If this is the future, why should users want to abandon Netflix? They like the company's convenience, its service record and, hey, the summer-of-2011 price increase wasn't actually that bad for them. Netflix was proven correct about that.

Giving users more reasons to stay has given investors reason to get excited. Shares of Netflix have trounced the S&P 500, up 59 percent over the past 12 months compared to 11 percent for the index. The S&P has jumped 10 percent this year, but Netflix has trounced it by roughly 10 times. Not too shabby.

Get Our FREE Newsletter

Newsletter

As Forbes.com noted last month: "The company last week blew earnings expectations out of the water, and new research shows the number of U.S. subscribers is up 20 percent from a year ago. Still, just one-quarter of domestic households subscribe to Netflix, pointing to a vast untapped market."
The numbers don't lie. But there are respected folks on Wall Street who still aren't buying in. Should we call them plain old stubborn or do they know something that the rest of the market hasn't quite figured out yet?

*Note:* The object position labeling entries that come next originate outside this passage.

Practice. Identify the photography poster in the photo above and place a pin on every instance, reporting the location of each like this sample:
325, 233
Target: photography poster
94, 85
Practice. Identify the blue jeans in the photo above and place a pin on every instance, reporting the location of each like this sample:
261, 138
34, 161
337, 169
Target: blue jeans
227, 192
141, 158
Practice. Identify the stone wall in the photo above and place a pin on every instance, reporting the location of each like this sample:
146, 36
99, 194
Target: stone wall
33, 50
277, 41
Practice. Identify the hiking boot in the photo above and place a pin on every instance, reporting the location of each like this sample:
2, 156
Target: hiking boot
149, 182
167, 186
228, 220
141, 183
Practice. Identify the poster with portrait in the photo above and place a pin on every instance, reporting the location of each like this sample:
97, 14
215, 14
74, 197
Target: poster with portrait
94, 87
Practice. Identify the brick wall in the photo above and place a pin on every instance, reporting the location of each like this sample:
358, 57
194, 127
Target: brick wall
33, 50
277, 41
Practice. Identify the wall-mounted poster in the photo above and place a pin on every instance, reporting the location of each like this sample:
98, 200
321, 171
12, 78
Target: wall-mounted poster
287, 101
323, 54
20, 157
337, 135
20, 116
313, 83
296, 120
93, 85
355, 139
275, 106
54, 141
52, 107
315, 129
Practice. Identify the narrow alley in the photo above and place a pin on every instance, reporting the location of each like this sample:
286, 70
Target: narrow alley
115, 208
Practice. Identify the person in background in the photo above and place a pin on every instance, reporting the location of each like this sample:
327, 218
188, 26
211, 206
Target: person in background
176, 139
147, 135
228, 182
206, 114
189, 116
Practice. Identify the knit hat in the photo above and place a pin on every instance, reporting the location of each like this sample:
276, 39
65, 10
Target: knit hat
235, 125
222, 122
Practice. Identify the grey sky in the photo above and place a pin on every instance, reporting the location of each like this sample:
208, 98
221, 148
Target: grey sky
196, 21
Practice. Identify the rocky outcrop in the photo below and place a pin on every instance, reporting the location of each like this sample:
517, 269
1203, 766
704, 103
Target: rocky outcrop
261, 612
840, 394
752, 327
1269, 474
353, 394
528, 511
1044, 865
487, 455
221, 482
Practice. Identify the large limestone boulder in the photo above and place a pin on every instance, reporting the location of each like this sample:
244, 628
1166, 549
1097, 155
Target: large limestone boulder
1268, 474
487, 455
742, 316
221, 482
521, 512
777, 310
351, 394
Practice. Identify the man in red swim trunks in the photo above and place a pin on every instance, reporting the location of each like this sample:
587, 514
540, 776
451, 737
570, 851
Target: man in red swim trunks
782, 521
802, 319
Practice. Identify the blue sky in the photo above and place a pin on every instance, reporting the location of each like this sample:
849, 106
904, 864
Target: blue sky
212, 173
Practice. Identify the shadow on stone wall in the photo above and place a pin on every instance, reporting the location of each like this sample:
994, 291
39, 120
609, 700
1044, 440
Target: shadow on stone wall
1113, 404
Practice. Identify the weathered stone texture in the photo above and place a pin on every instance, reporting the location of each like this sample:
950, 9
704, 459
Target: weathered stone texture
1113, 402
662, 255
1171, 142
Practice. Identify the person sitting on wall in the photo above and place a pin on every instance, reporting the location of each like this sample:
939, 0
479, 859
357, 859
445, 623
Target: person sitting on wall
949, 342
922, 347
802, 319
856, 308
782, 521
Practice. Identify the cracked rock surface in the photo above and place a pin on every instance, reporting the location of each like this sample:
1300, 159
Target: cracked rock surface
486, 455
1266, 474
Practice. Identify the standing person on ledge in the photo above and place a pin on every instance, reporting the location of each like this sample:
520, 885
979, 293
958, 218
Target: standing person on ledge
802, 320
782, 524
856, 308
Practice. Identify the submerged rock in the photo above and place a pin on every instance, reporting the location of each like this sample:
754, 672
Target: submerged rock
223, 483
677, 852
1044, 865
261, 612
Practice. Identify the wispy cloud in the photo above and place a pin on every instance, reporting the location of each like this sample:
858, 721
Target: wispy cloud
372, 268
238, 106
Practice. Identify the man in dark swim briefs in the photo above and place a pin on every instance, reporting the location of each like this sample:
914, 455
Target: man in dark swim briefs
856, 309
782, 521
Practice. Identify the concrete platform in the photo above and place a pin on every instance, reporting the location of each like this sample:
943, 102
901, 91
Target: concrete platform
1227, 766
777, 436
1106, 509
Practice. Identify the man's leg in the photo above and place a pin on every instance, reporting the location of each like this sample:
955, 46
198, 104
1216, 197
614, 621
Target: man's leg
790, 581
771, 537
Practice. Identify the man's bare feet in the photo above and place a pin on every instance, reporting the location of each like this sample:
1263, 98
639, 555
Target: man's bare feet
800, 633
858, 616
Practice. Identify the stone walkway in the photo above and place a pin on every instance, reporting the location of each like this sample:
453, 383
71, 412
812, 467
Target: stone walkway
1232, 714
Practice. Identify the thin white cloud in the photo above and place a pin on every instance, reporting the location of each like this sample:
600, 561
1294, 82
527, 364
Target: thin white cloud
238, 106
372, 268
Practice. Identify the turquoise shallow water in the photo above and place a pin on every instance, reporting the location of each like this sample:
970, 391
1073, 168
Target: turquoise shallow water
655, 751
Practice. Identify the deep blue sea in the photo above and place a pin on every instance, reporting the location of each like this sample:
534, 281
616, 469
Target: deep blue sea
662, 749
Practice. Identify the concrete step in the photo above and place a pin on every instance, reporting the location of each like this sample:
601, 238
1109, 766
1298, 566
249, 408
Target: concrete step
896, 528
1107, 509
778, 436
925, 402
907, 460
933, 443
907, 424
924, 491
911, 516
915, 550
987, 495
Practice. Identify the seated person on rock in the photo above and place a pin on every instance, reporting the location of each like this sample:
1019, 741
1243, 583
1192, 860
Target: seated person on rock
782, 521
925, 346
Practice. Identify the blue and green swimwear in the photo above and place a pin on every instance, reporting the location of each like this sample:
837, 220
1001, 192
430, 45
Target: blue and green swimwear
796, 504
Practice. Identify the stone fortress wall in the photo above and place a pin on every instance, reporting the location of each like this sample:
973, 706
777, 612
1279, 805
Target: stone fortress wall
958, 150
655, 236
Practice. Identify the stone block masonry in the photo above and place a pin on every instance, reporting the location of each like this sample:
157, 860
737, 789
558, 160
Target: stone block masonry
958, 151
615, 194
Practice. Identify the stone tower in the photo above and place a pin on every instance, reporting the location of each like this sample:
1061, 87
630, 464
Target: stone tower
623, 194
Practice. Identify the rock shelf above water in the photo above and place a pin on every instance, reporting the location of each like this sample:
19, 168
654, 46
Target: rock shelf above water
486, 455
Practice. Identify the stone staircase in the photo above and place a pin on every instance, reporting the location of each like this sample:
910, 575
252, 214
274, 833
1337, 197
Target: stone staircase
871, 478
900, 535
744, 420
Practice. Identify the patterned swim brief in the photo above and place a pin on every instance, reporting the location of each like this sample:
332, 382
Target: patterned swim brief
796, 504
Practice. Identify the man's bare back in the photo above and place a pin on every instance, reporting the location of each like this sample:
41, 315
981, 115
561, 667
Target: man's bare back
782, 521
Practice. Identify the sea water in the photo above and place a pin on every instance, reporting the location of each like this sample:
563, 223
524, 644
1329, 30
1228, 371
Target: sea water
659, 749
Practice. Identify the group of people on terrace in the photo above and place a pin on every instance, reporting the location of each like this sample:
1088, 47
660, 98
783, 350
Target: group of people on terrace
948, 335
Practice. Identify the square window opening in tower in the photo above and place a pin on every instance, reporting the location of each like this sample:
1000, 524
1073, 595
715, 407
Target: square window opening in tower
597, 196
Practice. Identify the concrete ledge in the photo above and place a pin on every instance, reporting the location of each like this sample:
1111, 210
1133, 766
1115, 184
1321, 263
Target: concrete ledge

Michael Pachter, the securities analyst and a partner with Wedbush Securities, represents the skeptics – and he isn't shy about speaking his mind. "This is a worse company today than it was a couple of years ago,” Pachter said on CNBC recently. “They have destroyed their DVD business, which is the source of three-quarters of their operating profit. They are chasing windmills overseas and their content owners are never going to let them make money over there."

RELATED: Netflix Stock Drama May Not Have Happy Ending

For now, Netflix remains the great parlor game of the media industry. Will the stock price continue to go up like a balloon? Or will the bears, like Pachter, puncture a hole in it and send the shares descending? Will competitors like Amazon (NASDAQ: AMZN), Apple (NASDAQ: AAPL) or Google’s (NASDAQ: GOOG) YouTube ultimately take away any hard-fought gains?